El problema para los líderes en 2026 no es la falta de ideas sobre casos de uso de la IA. Tienen demasiadas. Lo que falta es el filtro que separa el proyecto que merece seis meses de trabajo del proyecto que no sobrevivirá a la primera demostración interna. Estas son las tres preguntas que hago en la reunión de definición del alcance. Treinta minutos por caso de uso, no más. Si sólo una de las tres queda sin respuesta precisa, no nos lanzamos.
¿Qué problema concreto resuelve la IA?
No “cómo la IA podría mejorar nuestra productividad”. ¿Qué problema concreto, en qué proceso, con qué volumen actual, qué tiempo de procesamiento, qué calidad, qué coste?
“Reducir el tiempo de tramitación de las solicitudes de asistencia al cliente” es una dirección. “Reducir en un 40% el tiempo de tramitación de las solicitudes de categoría B (problemas técnicos sencillos), que representan el 60% del volumen y actualmente se tramitan en 48 horas” es un problema.
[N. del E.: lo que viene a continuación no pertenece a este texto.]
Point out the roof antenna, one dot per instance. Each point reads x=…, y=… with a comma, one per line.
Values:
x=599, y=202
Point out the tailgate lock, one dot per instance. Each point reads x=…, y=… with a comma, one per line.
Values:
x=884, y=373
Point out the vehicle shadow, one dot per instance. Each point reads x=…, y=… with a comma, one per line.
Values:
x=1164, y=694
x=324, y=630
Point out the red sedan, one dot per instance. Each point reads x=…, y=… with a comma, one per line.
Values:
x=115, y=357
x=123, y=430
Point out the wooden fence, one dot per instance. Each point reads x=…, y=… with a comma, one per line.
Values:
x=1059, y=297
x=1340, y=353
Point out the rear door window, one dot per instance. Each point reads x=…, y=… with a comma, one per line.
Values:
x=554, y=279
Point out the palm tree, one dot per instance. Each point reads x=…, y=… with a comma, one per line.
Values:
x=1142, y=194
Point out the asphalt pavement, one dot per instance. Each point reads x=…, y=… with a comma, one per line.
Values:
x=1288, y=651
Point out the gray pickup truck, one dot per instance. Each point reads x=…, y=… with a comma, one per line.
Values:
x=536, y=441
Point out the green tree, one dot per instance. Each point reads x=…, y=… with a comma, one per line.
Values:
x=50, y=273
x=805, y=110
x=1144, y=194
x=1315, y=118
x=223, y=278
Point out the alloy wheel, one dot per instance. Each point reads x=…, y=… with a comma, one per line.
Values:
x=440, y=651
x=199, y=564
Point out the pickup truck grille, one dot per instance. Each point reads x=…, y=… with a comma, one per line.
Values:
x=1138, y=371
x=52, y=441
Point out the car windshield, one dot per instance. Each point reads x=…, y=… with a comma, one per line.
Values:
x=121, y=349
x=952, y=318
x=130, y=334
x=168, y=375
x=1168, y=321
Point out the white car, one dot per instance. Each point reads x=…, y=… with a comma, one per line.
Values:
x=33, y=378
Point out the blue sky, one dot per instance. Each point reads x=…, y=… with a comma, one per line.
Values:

La diferencia no es de detalle. Un problema concreto permite definir un criterio de éxito mensurable. Un criterio de éxito mensurable permite decidir si el proyecto ha funcionado. Sin él, no podrá evaluar el retorno de la inversión y no sabrá cuándo parar.
¿Por qué IA y no algo más simple?
Esta es la pregunta más incómoda. Antes de lanzar un proyecto de IA, pregúntese si el problema no puede resolverse mediante un algoritmo determinista (regla de negocio, ordenación, filtro, regex). Si no, mediante un cuadro de mando y un proceso de toma de decisiones humano más claro. A veces, es una reorganización del proceso la que resuelve el problema sin tocar la tecnología. A veces se trata simplemente de una herramienta empresarial existente mejor configurada.
La IA tiene sus ventajas: generaliza en entradas no estructuradas, se adapta a las variaciones, funciona en grandes volúmenes sin aumento proporcional de los costes. Pero es probabilística (y por tanto falible), opaca, difícil de auditar y más cara de mantener que una regla determinista. La clasificación de documentos por palabras clave con reglas de negocio claras es más barata, más predecible y más explicable que LLM para la misma tarea si las categorías están bien definidas.
¿Quién gestiona los casos en los que la IA se equivoca?
Esa es la pregunta que nunca se hacen las demos. En una demo, todo funciona. En producción, entre el 3 y el 20% de los casos (según la tarea y el modelo) no funcionan como se esperaba. Alguien tiene que ocuparse de ello.
¿Quién detecta los errores? ¿Cómo se comunican? ¿Quién los corrige? ¿Quién es responsable de las decisiones basadas en resultados incorrectos de la IA?
Si no puede responder a estas preguntas, su proceso de implantación está incompleto. No se trata de un problema técnico. Es un problema de organización y responsabilidad. La IA no elimina la responsabilidad. La desplaza.
En las parrillas de puntuación
Una matriz de puntuación promete transformar la decisión en una suma. Pero no lo hace. La decisión se toma caso por caso, teniendo en cuenta el contexto de la organización, la madurez del equipo y el coste de oportunidad del no proyecto. Cualquier tabla que pretenda decidir por ti es una simplificación peligrosa.